Airbus led declines on France's CAC. The index lost 1.2 percent.
Other euro zone bourses came also under pressure. The region's Euro STOXX 50 index fell 0.7 percent and Germany's DAX 0.3 percent. Athens' benchmark ATG equity index dropped 2.5 percent, amid continuing concern over Greece's debt stand-off. The Greek finance minister acknowledged that a deal to ease Greece's cash crunch was unlikely at a meeting of euro zone finance ministers on Monday.
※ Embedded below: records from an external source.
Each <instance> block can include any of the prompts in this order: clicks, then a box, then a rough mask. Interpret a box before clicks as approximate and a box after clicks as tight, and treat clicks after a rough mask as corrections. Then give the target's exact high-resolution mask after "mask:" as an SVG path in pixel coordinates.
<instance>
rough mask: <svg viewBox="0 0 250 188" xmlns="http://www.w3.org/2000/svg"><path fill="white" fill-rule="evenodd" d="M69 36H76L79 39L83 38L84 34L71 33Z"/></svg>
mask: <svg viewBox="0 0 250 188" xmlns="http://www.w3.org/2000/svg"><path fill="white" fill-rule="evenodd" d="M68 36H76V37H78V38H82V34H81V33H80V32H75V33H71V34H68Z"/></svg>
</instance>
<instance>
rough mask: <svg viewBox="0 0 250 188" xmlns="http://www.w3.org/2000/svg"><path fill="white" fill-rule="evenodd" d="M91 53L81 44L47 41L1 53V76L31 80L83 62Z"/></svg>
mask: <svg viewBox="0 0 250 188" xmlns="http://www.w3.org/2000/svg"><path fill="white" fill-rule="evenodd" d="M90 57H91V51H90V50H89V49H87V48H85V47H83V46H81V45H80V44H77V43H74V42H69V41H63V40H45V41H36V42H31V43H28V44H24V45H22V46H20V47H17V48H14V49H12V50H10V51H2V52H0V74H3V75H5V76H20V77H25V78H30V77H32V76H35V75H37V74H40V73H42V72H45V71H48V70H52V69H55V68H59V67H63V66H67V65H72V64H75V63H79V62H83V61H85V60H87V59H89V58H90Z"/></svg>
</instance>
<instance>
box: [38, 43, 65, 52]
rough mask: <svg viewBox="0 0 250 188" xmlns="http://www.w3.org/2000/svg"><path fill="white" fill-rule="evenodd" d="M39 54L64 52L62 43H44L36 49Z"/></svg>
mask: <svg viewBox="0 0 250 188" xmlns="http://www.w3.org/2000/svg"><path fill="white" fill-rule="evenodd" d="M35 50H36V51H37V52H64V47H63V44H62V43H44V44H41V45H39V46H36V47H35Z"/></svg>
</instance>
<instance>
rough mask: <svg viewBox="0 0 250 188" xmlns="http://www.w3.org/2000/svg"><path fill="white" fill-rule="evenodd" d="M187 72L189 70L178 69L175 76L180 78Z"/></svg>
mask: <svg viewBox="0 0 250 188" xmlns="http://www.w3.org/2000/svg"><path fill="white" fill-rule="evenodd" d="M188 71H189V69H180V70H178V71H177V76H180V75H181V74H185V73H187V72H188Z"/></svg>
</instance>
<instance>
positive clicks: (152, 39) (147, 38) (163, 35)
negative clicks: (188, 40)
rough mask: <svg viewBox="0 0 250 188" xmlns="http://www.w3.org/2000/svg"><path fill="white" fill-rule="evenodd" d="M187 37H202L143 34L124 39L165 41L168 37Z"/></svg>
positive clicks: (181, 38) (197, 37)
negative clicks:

"The Greek situation is creating a lot of nerves in the market," said Mirabaud Securities' senior equity sales trader John Plassard. Despite falls in major euro-zone indexes, the pan-European FTSEurofirst 300 index rose 0.3 percent to 1,592.40 points, supported by heavyweight miners on Britain's FTSE 100. An interest rate cut in China lifted British mining stocks in the FTSE 100, where mining companies account for around a tenth of the index's overall market capitalisation. Gains in Belgian and Dutch stocks also helped to support the broader market.
Shares in Belgian supermarket chain Delhaize surged 14.5 percent and Dutch retailer Ahold rose 5.5 percent after Belgian newspapers reported they had begun talks on a possible merger. Spokesmen for Delhaize and Ahold said their companies did not comment on market rumours. "There are many structural similarities between both companies' portfolios - they are arguably a natural fit," analysts at Barclays said in a note.
"If this ended up as a deal in which Ahold effectively paid a premium to buy Delhaize - then the share price of the latter would likely be the bigger beneficiary Corporate take-overs have helped to prop up European markets this year. Swiss agrochemicals group Syngenta rose 1.5 percent on Monday on expectations US rival Monsanto could return with a higher bid for it.